L’annonce de la Fed apparaît alors que
l’Europe s’extirpe enfin du mode ‘situation d’urgence’.
Bien que je ne pense pas que la décision de la BCE de garantir les
dettes des membres de l’Union Européenne en difficulté
puisse fonctionner sur le long terme, il est bon de noter que
l’Allemagne a toutefois imposé quelques conditions à
cette garantie [pour en savoir plus, lire cet
article de John Browne]. Je pense
que l’attention des traders se tournera bientôt vers la faiblesse
du dollar plutôt que vers l’éclatement potentiel de la
zone Euro.
Il est nécessaire que vous compreniez ce que cela
implique pour les investisseurs Américains.
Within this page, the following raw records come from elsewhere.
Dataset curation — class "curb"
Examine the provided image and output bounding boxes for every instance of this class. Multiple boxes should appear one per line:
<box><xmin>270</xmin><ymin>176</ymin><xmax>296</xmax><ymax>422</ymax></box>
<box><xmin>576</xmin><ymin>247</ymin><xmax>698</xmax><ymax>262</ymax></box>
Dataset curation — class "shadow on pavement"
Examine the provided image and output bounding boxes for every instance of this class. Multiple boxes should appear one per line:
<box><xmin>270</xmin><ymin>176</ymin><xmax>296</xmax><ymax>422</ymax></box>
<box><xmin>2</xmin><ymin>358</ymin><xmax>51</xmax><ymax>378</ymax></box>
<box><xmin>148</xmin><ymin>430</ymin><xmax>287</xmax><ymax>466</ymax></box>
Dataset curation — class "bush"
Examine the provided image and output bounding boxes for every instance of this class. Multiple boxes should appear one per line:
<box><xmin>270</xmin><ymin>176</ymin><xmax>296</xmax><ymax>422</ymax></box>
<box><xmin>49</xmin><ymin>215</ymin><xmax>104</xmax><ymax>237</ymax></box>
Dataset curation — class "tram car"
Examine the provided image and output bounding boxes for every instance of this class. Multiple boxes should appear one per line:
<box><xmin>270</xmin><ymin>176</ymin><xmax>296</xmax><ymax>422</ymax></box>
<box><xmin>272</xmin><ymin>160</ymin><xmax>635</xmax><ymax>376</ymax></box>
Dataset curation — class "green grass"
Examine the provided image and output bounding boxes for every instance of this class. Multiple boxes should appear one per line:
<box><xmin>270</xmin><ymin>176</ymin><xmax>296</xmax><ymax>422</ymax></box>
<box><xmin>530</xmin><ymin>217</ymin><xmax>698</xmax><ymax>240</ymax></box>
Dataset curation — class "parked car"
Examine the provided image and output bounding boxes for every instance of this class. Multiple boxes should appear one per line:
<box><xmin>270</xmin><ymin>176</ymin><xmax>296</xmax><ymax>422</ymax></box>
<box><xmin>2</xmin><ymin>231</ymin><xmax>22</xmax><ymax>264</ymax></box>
La Fed tente encore une
fois de relancer l’économie en dévaluant sa devise. Elle
ne changera jamais son mode d’action. Si l’économie manque
de réagir à ce nouvel apport de drogues, Bernanke
se contentera d’en augmenter la dose. Il est tant convaincu
d’avoir raison de lancer des vagues illimitées de QE qu’il
est allé jusqu’à dire qu’il n’y mettrait pas
fin même si la situation venait à s’améliorer. En
d’autres termes, le dollar est foutu.